Abstract
Despite the heated debate on the Information Technology (IT) investment–performance paradox, the resource-based view (RBV) has received relatively little attention as an approach to explain such phenomena, particularly in the small and medium enterprise (SME) and e-commerce context. This study draws on the RBV perspective to empirically examine the association between SME e-commerce investments and firm performance. We collected firm-level data from 430 British SMEs across 16 industry sectors. Results demonstrate that RBV provides strong theoretical support, that is, business resources, human resources, and external resources (i.e. e-commerce readiness) strongly contribute to enhanced firm performance.

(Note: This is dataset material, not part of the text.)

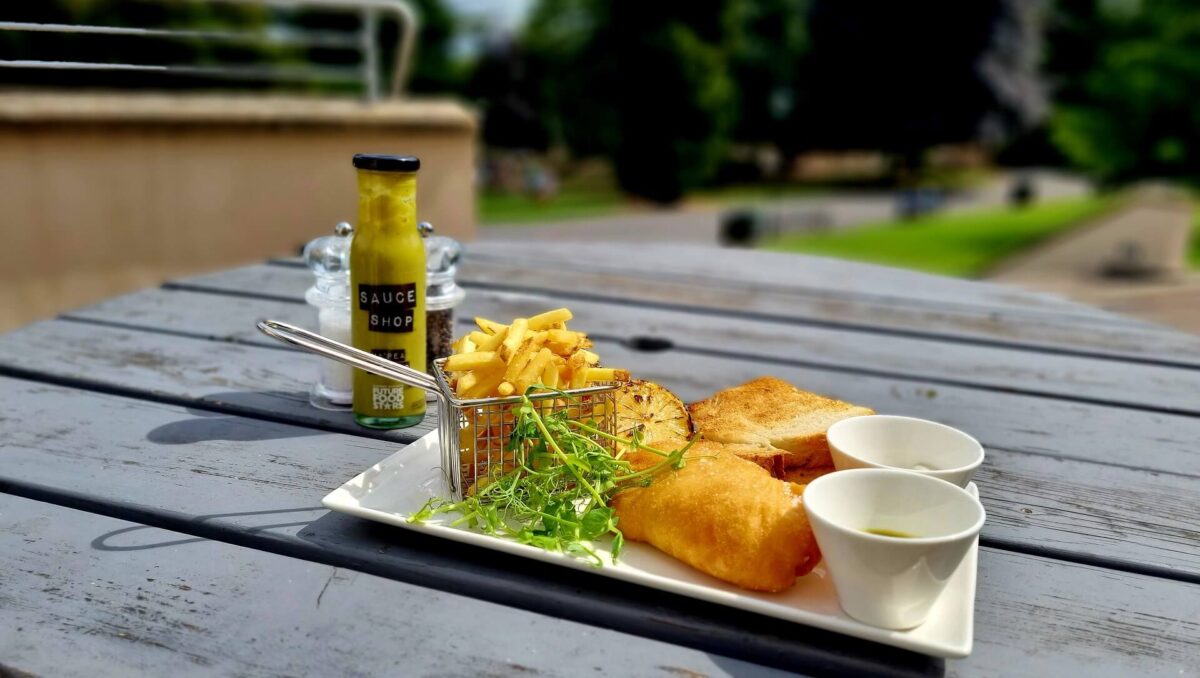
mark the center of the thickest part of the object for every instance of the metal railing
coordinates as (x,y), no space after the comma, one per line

The sophistication of SMEs' e-commerce websites contribute to firm performance, but those firms' capital investments in IT and e-commerce training per se are not significant performance drivers. Our findings suggest that UK SMEs can and do differentiate themselves on the basis of their e-commerce capability, which is created by the synergistic combination of e-commerce resources with other organisational resources and capabilities.
Acknowledgements
The first author acknowledges the helpful comments on an earlier draft of this paper from David Feeny, Emeritus Professor of Information Management, and Dr Chris Sauer, Associate Fellow, both at Said Business School Oxford University.
Disclosure statement
No potential conflict of interest was reported by the authors.
Notes on contributors
Tan Yang (D.Phil., Oxford) is a post-doc researcher in School of Economics at Beijing University, China. He was a research affiliate at Oxford Institute of Information Management. His research focuses on the role of IT as a strategic enabler of firm competitive advantage.
Jiyao Xun (Ph.D., Nottingham) is Associate MBA Programmes Director for Manchester Business School (Asia-based). His research has been published in Business Strategy and the Environment, Behaviour & Information Technology, among others.
Xiaofeng He is an economist and Professor in Finance at School of Economics, Beijing University, China. He is Deputy Dean of Beijing Institute of Economic Development at Beijing University and Deputy President of China Private Equity Association.
Notes
1. Final questionnaire is available upon request. Responses from the pilot study companies were not included in the final sample.
2. E-commerce budget and IT budget are log-transformed when computing,
3. Bootstrapping based on 430 cases, maximum iteration 3000 times, 500 re-samples, therefore, P values based on t(499), two-tailed test.